Dr Rom is a Louis Frieberg Postdoctoral Fellow during the autumn-winter semester of the academic year 2021-22. She earned her BA in East Asian Studies (2013) from Tel-Aviv University; and her MPhil (2015) and PhD (2020) in Chinese Studies from the University of Cambridge.
Her research focuses on the social and political aspects of hearing, sound, and silence in early China (particularly the Warring States and Western Han periods). Her doctoral dissertation, titled Polyphonic Thinking: Music and Authority in Early China, examined the rhetorical and political functions of music in the Warring States (453-221 BCE) and Western Han (206 BCE – 9 CE) periods. Currently, she researches the social history of deafness in early China, and editing a volume on the history of disability in ancient China, titled Other Bodies: Disability and Bodily Impairment in Early China. She is also finalising the manuscript of a monograph based on her doctoral dissertation.
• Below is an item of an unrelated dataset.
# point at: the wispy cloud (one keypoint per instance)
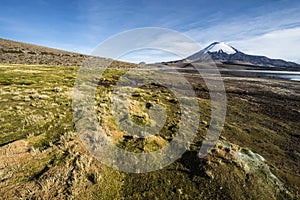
(283, 44)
Dr Rom has been teaching Classical Chinese at the University of Cambridge since 2016. This semester, she will be teaching an MA course titled ‘Music and Political Authority in Chinese History – From the Warring States to Early Medieval Times.’ Her publications include the articles ‘Echoing Rulership: Understanding Musical References in the Huainanzi’ (Early China, 2017) and ‘Beat the Drums or Break Them: Bells and Drums as Communication Devices in Early Chinese Warfare’ (Journal of Chinese Military History, 2020).